To tackle the complex fluid-structure interactions within curved interfaces, the paper employs Immersed Boundary Methods (IBM) and Stochastic Eulerian-Lagrangian Methods (SELM). These methods are tailored to handle the unique challenges posed by curved geometries and address both the inertial and overdamped quasi-steady regimes. By utilizing generalized vector potentials through the Hodge decomposition for manifolds, the authors effectively manage the incompressibility constraints typical of hydrodynamic fields on curved surfaces.

Importantly, the authors introduce stochastic numerical methods designed for simulating the drift-diffusion dynamics of microstructures, which are essential for understanding the detailed statistical mechanics of surface fluctuating hydrodynamics. This includes the development of mobility tensors that encapsulate the collective hydrodynamic coupling for both passive and active microstructures.

Results and Implications

The numerical investigations reveal several interesting phenomena. Key observations include the presence of velocity autocorrelation power-law scalings of τ^−1 and τ^−2, alongside plateau behaviors, which emerge under different physical regimes linked to the interface geometry, surface viscosity, and bulk viscosity. These scalings diverge from standard three-dimensional bulk dynamics, highlighting the unique effects of curvature-mediated hydrodynamic interactions.

The paper's examples elucidate the roles of hydrodynamic coupling and thermal fluctuations in determining the kinetics of passive particles and active microswimmers.
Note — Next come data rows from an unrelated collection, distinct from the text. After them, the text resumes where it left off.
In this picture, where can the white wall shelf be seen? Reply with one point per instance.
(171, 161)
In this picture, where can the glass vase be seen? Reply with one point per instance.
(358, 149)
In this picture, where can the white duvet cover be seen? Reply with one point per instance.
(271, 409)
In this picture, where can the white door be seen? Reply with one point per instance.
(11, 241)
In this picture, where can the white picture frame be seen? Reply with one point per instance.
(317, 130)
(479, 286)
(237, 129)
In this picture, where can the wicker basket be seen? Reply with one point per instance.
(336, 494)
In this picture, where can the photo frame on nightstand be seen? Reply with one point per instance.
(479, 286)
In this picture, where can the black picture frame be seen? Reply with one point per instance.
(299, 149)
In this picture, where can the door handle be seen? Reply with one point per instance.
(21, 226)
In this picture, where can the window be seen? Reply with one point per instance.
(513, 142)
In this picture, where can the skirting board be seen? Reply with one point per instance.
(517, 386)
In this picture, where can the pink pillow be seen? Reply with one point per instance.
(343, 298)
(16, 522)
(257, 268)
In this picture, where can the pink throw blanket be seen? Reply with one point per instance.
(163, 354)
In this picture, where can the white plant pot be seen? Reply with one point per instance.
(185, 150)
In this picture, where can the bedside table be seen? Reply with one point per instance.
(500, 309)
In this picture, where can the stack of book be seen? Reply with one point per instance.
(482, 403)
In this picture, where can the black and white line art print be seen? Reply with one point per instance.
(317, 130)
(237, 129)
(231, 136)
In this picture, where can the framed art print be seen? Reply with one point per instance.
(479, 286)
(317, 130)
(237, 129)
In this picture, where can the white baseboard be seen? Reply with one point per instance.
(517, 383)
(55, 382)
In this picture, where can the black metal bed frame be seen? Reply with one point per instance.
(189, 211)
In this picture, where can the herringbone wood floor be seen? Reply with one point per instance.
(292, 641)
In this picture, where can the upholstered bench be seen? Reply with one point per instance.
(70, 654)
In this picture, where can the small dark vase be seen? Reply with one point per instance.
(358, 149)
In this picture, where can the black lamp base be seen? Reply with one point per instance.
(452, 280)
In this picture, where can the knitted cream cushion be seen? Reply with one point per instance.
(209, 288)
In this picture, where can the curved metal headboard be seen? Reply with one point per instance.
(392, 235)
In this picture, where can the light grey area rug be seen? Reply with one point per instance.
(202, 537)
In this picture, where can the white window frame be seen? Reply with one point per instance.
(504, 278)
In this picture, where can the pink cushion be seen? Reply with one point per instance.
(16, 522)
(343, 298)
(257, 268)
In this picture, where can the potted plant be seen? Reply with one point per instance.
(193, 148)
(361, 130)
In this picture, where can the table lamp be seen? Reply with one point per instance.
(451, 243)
For particles and microswimmers on spherical interfaces, the simulated behaviors demonstrate enhanced mixing and correlated diffusion phenomena that significantly differ from those observed in flat systems.

These findings bear both theoretical and practical implications. Theoretically, this work advances the understanding of fluid dynamics at curved interfaces, providing tools to predict behaviors not previously accounted for in existing models. Practically, the insights gained from such simulations could be pivotal in designing and controlling material properties in soft condensed matter systems or biological membranes, where the mechanics of embedded entities are crucial.

Future Directions

The methods and findings presented in this paper lay the groundwork for further research into more complex geometries and interaction regimes. Future research could extend beyond simple spherical interfaces to explore interfaces with varying curvatures and topologies. Additionally, the incorporation of different constitutive materials and the transitory dynamics of bulk surrounding fluids offer promising avenues for expanding this work, potentially impacting a broader spectrum of applications in materials science and biology.

In conclusion, the paper presents a substantial contribution to the field of fluctuating hydrodynamics and fluid-structure interactions at curved interfaces. By integrating sophisticated mathematical tools with computational techniques, it sets a new standard for modeling and understanding the intricate dynamics that emerge in these systems.